SOPHiA GENETICS Reports Third Quarter 2021 Financial Results and Raises 2021 Guidance

Third quarter year-over-year revenue growth of 45%; executed Master Alliance Agreement with GE Healthcare

BOSTON and LAUSANNE, Switzerland, November 10, 2021 — SOPHiA GENETICS SA (Nasdaq: SOPH), today reported financial results for the third quarter ended September 30, 2021.

Recent Highlights

  • Revenue was $10.4 million for the third quarter, representing a 45% increase over the corresponding period of 2020
  • Following a previous letter of intent with GE Healthcare, executed a final Master Alliance Agreement under which we will be working together with GE on a variety of oncology opportunities in the healthcare market and will collaborate on different initiatives and projects
  • Total recurring platform customers grew from 367 in the second quarter of this year to 375 customers in the third quarter. Net dollar retention for the rolling twelve-month period improved to 137%, indicating that we are growing our revenue generated from existing customers net of churn
  • Continued to see momentum in customer adoption with both clinical customers, such as City of Hope and Institut Gustave Roussy, and biopharma customers, such as AstraZeneca

“I am proud of our solid execution across our organization this quarter, as year-over-year revenue again grew significantly and as we continue to make progress in entering into exciting new relationships and expanding on existing ones,” said Jurgi Camblong, Co-Founder and CEO of SOPHiA GENETICS. “There is much to look forward to at SOPHiA, including our exciting progress in HRD, growing penetration in North America, expanding opportunities with biopharma partners, and potential inorganic growth opportunities. I am immensely proud of what we have accomplished at SOPHiA and continue to be even more optimistic about what lies ahead of us. 2021 has been and continues to be a momentous year for our organization, and we remain confident in our objectives and mission going forward.”

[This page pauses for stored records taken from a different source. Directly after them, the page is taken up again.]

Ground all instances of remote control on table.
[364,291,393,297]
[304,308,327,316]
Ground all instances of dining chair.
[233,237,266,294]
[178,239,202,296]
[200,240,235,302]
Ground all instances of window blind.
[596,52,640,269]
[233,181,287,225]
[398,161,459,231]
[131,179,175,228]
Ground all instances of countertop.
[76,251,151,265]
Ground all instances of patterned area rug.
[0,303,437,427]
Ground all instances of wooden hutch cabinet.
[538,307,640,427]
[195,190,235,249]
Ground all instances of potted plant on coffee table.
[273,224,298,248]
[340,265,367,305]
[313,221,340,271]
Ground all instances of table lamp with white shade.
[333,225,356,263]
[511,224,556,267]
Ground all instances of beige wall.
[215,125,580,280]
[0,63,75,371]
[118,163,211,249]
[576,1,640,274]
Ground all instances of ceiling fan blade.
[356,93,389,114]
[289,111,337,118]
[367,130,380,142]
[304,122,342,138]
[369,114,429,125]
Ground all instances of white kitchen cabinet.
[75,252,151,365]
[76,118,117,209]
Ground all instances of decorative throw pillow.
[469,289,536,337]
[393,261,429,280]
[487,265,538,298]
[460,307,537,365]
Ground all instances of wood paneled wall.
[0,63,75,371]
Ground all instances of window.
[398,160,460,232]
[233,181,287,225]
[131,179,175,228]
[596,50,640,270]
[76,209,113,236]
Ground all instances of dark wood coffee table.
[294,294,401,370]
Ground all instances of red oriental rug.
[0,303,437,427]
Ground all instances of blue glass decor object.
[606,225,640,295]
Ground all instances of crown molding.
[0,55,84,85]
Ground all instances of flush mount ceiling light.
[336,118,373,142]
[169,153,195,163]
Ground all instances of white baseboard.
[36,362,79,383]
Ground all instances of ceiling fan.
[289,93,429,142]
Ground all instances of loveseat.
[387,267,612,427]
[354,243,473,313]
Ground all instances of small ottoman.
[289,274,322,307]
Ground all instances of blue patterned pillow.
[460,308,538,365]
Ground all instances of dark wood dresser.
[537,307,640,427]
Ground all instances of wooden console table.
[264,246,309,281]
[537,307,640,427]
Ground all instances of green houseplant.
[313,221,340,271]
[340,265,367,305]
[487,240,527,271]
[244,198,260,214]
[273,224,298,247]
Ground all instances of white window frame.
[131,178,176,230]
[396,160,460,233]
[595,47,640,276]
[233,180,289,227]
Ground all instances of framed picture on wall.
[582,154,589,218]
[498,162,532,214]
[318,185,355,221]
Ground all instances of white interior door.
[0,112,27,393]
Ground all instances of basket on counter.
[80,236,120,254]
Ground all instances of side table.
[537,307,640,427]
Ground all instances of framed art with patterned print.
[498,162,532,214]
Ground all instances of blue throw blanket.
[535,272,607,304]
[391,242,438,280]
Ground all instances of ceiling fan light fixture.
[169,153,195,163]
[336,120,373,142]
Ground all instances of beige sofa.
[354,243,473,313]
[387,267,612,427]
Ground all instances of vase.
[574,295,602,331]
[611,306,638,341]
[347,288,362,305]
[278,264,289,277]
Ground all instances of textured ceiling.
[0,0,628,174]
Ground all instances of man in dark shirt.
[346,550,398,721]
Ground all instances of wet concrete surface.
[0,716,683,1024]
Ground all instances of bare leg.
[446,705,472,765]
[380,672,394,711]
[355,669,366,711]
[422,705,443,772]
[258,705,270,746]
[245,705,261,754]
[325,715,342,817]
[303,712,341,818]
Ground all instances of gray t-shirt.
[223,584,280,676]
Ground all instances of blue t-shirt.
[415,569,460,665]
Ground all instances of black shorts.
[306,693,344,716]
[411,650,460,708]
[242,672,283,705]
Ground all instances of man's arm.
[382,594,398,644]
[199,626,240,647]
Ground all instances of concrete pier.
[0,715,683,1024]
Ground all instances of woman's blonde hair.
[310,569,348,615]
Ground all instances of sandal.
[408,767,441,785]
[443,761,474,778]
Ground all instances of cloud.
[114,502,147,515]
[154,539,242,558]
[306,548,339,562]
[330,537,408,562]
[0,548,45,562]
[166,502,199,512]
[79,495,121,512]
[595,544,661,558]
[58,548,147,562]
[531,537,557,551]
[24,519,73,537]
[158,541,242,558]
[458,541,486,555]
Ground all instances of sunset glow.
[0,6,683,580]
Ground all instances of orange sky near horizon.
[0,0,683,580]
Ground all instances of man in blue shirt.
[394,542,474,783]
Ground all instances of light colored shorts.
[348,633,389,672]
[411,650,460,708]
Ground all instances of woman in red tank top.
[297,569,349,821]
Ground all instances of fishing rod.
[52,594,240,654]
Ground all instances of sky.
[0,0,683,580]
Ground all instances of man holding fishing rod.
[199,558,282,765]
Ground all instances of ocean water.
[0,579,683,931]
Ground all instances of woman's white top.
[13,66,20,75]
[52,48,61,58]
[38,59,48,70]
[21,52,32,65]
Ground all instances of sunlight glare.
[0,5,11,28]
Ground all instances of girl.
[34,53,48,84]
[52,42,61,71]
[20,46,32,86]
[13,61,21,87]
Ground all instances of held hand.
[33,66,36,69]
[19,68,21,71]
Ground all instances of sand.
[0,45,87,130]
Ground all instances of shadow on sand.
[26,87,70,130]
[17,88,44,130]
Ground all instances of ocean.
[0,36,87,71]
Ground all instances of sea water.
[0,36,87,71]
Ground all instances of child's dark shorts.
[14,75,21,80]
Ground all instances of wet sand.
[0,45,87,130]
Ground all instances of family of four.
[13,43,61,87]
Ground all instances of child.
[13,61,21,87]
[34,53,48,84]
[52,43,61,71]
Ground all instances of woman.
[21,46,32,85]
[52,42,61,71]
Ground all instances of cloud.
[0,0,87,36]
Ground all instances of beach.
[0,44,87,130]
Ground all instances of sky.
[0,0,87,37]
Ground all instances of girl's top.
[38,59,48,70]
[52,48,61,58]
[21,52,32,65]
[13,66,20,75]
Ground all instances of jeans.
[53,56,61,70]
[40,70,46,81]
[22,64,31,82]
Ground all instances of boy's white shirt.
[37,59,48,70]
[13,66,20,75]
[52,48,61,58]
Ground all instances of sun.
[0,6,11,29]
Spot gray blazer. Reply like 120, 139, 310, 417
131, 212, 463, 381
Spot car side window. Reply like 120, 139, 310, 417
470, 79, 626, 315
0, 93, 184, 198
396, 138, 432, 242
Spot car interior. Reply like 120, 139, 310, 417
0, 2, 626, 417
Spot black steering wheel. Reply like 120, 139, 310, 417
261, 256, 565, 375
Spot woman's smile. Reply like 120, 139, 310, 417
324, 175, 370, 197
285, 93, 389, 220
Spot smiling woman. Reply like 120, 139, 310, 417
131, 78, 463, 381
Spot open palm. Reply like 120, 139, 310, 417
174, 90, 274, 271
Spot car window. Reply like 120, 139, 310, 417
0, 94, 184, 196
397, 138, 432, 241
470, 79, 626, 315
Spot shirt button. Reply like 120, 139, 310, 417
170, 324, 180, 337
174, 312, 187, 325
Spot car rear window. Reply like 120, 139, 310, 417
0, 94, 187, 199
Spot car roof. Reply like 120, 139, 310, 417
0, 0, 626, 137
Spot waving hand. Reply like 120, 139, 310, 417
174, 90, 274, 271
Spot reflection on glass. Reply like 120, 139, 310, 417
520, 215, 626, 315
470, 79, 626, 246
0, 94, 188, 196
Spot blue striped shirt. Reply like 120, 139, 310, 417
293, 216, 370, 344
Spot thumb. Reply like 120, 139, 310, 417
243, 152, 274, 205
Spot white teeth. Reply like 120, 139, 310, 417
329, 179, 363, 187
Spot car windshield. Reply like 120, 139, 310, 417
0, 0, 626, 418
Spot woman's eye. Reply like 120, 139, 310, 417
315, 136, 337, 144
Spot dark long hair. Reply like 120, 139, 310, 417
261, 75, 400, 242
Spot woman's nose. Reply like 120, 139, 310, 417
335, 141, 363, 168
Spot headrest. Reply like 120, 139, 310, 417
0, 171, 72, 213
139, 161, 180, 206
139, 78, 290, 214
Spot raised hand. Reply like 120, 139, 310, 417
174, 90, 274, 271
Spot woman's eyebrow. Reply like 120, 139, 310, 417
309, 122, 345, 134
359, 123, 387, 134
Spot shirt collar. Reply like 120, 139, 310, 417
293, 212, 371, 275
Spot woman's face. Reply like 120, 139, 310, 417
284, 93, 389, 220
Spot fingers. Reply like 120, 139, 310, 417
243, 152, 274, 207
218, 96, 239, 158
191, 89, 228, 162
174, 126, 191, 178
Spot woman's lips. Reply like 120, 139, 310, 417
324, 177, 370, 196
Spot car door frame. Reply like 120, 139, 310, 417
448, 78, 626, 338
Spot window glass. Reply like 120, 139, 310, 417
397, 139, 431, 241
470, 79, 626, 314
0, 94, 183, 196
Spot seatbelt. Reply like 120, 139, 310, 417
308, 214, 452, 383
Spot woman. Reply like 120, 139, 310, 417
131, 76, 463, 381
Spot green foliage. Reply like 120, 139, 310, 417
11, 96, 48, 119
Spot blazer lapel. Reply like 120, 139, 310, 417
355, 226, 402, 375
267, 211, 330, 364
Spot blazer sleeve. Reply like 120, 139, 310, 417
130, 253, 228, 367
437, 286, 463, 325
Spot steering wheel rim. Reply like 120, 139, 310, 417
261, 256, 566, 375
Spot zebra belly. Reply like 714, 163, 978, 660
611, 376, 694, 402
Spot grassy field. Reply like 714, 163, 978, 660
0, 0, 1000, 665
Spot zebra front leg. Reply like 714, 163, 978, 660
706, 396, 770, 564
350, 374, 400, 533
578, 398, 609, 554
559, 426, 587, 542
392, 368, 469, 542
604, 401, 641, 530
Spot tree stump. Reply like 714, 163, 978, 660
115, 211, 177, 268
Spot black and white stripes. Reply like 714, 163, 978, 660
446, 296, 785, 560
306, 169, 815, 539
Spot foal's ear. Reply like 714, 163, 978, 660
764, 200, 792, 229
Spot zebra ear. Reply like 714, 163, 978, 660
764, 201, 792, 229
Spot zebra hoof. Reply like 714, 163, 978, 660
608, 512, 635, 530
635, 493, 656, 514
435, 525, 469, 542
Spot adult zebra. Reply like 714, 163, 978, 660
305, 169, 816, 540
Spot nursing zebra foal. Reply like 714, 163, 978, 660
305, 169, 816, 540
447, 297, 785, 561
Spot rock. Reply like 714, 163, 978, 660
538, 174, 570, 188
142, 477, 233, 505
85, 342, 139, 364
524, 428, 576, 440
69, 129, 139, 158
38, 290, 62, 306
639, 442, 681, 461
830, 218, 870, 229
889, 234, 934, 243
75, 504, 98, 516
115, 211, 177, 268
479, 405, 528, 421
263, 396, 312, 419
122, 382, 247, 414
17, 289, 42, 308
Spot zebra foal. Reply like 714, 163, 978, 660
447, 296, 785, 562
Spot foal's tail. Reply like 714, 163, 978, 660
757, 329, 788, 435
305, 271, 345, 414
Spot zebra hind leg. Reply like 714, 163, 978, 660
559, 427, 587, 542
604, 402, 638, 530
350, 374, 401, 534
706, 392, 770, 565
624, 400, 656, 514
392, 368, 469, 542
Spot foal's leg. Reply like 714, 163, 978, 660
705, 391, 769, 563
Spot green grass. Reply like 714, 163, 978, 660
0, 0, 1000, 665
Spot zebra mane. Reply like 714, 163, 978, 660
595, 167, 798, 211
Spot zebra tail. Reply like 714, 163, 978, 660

Third Quarter 2021 Financial Results

Total revenue for the third quarter of 2021 was $10.4 million compared to $7.2 million for the third quarter of 2020, representing a 45% increase. The increase in revenue for the third quarter 2021 was primarily driven by new customers onboarded onto our platform and improved usage rates across our existing customers.

Gross profit in the third quarter of 2021 was $6.5 million, an increase of 53% compared to a gross profit of $4.3 million in the third quarter of 2020. Gross profit margin was 63% in the third quarter of 2021 as compared to 60% in the third quarter of 2020. Adjusted gross margin was 65% in the third quarter of 2021 after adjusting for the capitalization of our software development expenses. Gross margins improved year-over-year as a result of continued improvements in managing computational and storage-related costs, while adjusted gross margins were in line with the same period last year.

Total operating expenses for the third quarter of 2021 were $27.0 million compared to $13.7 million in the third quarter of 2020.

R&D expenses for the third quarter of 2021 were $7.7 million, compared to $5.0 million in the third quarter of 2020. This was primarily due to an increase in employee-related expenses for R&D initiatives related to the development of new products and applications.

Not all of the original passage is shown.